Glutaldehyde is one of two ingredients in Seachem Paraguard for ick treatment.  The other ingredient is Malachite Green.  Glut is essentially double aldehyde chemically similar to formaldehyde (mono aldehyde), the latter is a common ingredient in ick remedy.  So using Glut for ick treatment  is logical.

Since I already carry Glut for algae control, it's convenient to use Glut in lieu of commercial ick remedy because Glut has the additional benefit as a carbon source for plants, it doesn't stain the water like Malachite Green, and it is cheap as I bought the generic in bulk.  So if it works, Glut is a good Ick remedy or prophylaxix.

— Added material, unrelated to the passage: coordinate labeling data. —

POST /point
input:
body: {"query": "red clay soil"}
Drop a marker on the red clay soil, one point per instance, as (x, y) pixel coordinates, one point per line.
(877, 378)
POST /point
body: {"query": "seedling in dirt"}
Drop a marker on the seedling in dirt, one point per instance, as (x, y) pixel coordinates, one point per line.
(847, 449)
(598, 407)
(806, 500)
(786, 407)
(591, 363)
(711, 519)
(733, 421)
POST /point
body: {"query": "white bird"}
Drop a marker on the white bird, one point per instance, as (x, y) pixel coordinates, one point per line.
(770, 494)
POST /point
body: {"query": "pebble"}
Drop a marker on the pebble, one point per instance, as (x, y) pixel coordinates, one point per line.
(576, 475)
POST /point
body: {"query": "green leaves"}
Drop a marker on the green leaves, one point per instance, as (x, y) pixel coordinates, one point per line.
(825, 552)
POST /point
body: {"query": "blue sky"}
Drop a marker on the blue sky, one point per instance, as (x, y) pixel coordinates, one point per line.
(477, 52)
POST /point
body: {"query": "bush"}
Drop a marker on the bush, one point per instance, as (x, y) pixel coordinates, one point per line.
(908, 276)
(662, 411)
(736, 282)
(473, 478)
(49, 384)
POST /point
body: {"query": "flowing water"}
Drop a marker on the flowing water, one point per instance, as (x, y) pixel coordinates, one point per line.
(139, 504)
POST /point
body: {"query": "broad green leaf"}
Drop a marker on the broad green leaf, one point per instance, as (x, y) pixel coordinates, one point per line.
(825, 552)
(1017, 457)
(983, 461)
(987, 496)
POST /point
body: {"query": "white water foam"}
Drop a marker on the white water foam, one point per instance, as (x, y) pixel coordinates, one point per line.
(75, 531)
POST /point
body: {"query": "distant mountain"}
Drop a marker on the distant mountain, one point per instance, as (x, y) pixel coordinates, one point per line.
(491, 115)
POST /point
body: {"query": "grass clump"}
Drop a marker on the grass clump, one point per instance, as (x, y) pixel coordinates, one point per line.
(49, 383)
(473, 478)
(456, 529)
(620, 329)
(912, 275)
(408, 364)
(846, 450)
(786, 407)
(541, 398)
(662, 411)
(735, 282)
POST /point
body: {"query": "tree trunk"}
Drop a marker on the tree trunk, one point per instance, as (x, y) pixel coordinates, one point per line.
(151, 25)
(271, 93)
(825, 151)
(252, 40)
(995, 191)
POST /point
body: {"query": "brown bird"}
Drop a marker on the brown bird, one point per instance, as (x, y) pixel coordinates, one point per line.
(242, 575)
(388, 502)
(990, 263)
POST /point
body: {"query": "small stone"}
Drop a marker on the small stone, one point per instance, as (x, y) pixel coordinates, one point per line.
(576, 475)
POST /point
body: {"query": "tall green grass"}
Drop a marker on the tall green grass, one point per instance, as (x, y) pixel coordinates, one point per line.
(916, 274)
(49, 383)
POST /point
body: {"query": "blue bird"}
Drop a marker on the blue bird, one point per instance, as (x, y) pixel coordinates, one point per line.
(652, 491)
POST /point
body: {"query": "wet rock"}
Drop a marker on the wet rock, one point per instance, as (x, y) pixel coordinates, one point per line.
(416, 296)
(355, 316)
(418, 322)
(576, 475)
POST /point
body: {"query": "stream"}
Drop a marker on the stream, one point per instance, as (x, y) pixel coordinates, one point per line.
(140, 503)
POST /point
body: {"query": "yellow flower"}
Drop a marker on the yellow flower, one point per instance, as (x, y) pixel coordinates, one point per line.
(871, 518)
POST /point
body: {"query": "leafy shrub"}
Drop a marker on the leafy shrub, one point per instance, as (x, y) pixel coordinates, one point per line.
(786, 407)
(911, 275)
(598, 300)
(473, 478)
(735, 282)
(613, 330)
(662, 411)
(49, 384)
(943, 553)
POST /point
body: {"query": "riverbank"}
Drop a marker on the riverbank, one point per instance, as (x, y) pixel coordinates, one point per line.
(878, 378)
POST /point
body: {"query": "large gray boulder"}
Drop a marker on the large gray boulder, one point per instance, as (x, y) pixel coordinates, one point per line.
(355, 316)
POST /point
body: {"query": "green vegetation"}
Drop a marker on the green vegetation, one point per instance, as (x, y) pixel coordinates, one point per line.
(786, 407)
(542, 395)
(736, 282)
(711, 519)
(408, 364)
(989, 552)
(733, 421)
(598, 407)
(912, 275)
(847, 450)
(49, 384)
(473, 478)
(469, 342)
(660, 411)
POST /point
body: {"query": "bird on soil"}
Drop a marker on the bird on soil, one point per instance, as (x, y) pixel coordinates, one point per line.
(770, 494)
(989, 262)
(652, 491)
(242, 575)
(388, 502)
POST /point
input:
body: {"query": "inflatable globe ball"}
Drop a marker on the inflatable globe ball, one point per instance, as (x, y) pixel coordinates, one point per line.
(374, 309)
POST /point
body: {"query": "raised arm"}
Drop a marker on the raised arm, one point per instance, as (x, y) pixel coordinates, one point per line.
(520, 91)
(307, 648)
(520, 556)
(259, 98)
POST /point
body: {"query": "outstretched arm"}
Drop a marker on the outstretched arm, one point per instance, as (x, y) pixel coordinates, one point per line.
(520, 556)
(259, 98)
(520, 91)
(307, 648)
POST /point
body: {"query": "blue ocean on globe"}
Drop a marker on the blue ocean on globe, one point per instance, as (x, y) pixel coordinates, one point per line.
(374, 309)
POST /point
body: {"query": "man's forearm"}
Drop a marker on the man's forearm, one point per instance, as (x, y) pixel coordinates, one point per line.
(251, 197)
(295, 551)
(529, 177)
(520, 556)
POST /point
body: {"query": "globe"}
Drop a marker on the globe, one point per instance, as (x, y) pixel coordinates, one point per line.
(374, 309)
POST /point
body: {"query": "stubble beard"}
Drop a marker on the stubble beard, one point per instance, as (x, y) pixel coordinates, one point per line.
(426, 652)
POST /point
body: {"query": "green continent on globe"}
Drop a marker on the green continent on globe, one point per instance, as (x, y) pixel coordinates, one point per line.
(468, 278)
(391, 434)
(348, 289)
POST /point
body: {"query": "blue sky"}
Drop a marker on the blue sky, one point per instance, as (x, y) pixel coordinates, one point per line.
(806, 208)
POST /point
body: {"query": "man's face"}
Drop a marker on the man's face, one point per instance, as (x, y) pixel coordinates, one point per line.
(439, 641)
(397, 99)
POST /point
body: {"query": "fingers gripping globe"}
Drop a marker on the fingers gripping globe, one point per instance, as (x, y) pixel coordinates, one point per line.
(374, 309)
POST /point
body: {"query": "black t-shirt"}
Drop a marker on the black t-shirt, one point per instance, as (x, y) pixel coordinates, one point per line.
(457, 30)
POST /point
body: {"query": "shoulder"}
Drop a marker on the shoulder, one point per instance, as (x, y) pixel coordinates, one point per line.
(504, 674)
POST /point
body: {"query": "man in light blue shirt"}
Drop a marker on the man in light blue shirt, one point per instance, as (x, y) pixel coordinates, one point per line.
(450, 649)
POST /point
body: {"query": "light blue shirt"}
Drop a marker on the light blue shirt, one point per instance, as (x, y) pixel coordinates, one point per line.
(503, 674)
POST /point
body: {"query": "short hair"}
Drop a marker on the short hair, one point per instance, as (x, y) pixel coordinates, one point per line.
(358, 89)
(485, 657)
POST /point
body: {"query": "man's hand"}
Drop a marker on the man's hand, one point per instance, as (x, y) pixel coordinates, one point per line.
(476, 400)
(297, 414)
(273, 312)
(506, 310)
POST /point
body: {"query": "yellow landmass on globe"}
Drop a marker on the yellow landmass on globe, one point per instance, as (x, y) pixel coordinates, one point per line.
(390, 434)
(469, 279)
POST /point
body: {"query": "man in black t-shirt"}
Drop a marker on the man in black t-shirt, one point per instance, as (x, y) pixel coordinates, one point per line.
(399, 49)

The only question I have is what is the right dosage using Glut for ick treatment. I did my research and couldn't find any information.  I am sure there are smart people in the forum that can help me figure out.

I did figure out that Seachem Excel recommends 2 ppm for initial dosage after WC, and 0.4 ppm daily thereafter as a carbon source.  What Seachem doesn't tell you is that the recommended dosage is also good for algae control.


----------



## zozo (14 Dec 2018)

Easycarbo recomends maximum 2ml/50l, from experience i can tell it controls algae pretty well.. Don't actualy know if that is a max dose regarding plants or lifestock, but i red reports of people doubling that.  For ick treatment i have no idea, but Glut is originaly a disinfectant killing more than algae only.. From that aspect it's a bit simmular to Esha 2000 also containing a disinfectant and anticeptic, which claims to be a remedi against a wide range of infections and parasites. Ick might be one of such parasites.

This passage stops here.